4. Your report on growing the western huckleberry explains how people can plant the bushes by seed or transplant. My horticulture know-how is likely limited here, but how is that different than domesticating the plant?
Domestication involves developing improved varieties and production methods that allow the crops to be grown reliably and easily in commercial and noncommercial settings. Domestication also means having a consistent and predictable product. You may have a favorite apple or peach variety, for example. You know what a ‘Golden Delicious’ apple looks and tastes like. You know what to expect. We were trying to develop the same predictability and quality level with huckleberries.
5. Who are the commercial pickers? Are they people who primarily make their living off of foraged forest products?
Commercial pickers range from individuals, families, and small groups that pick small quantities of berries and sell them alongside the road to large, professional crews hired by brokers or processors. Some of the commercial crews represent immigrant labor, but not all. Picking usually commences in early July and runs until the berries are frosted off in September. The major period is mid-July through late August. Obviously, this is a part-time job and is often used to supplement income from other seasonal jobs, such as work at a ski resort.

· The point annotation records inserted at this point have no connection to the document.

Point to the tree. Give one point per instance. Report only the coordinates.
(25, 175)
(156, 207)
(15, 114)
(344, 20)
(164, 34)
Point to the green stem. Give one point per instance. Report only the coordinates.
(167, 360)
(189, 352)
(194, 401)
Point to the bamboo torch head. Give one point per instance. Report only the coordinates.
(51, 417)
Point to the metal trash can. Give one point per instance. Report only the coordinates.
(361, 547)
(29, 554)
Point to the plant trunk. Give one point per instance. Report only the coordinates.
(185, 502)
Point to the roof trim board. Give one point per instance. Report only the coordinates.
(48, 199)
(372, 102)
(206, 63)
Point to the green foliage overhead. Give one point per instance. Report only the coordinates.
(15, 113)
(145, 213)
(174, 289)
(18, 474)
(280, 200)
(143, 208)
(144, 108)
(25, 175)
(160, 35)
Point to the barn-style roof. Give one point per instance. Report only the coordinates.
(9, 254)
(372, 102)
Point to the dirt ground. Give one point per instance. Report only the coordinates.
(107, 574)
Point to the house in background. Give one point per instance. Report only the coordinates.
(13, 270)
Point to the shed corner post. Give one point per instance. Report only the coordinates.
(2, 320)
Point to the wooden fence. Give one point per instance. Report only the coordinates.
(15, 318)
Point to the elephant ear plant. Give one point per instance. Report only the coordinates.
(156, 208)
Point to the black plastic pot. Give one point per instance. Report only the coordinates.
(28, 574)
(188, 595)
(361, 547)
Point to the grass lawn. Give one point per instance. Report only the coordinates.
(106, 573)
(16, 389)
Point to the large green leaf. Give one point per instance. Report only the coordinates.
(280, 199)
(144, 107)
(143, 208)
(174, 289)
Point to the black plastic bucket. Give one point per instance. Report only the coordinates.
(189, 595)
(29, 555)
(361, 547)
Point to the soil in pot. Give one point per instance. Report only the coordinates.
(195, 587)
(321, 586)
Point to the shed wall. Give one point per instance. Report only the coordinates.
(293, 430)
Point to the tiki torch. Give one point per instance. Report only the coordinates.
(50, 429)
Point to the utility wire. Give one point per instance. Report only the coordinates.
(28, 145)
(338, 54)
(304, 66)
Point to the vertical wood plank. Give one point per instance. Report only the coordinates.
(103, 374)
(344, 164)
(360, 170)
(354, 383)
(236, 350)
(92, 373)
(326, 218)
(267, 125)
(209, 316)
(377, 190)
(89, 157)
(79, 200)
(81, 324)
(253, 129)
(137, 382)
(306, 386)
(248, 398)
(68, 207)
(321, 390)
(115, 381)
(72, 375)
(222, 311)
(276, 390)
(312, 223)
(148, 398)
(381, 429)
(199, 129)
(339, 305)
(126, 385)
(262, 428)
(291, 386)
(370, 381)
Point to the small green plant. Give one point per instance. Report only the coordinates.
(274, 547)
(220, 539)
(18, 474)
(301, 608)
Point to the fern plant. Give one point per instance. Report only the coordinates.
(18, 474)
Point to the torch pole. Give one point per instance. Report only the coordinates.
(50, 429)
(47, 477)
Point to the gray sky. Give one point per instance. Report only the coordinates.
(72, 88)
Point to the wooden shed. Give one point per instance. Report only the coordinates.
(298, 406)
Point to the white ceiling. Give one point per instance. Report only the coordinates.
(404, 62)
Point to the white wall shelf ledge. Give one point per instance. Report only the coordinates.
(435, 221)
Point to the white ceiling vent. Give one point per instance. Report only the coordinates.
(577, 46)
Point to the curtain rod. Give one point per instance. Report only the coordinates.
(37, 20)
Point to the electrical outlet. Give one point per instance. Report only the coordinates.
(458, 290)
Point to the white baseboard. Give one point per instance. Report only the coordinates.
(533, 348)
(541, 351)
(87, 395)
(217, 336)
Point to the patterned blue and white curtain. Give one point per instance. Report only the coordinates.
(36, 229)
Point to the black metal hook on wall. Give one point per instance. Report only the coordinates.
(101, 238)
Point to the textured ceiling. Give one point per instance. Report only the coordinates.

6. Are there any estimates as to how much money the annual harvest amounts to? Are there maps that show the largest harvest regions within each state? (I grew up spending summers in Montana, so I remember all the buzz around huckleberry jam, ice cream, pies. The berries were a tourist magnet).
The berries remain a tourist magnet and there are myriad huckleberry products available – culinary, cosmetic, ornamental, and nutraceutical. I have been away from the industry for five years, however, and no longer have current economic figures. You might consult with an economist at one to the regional universities for better information.
7. You mentioned in your email that some of the berries likely go to export. Can you expand on who the primary buyers are for huckleberries?
My information regarding exports is apocryphal, so I will not elaborate. My understanding is that there was a demand for freeze-dried huckleberries for Pacific Rim markets, but I have no documentation to support that assertion.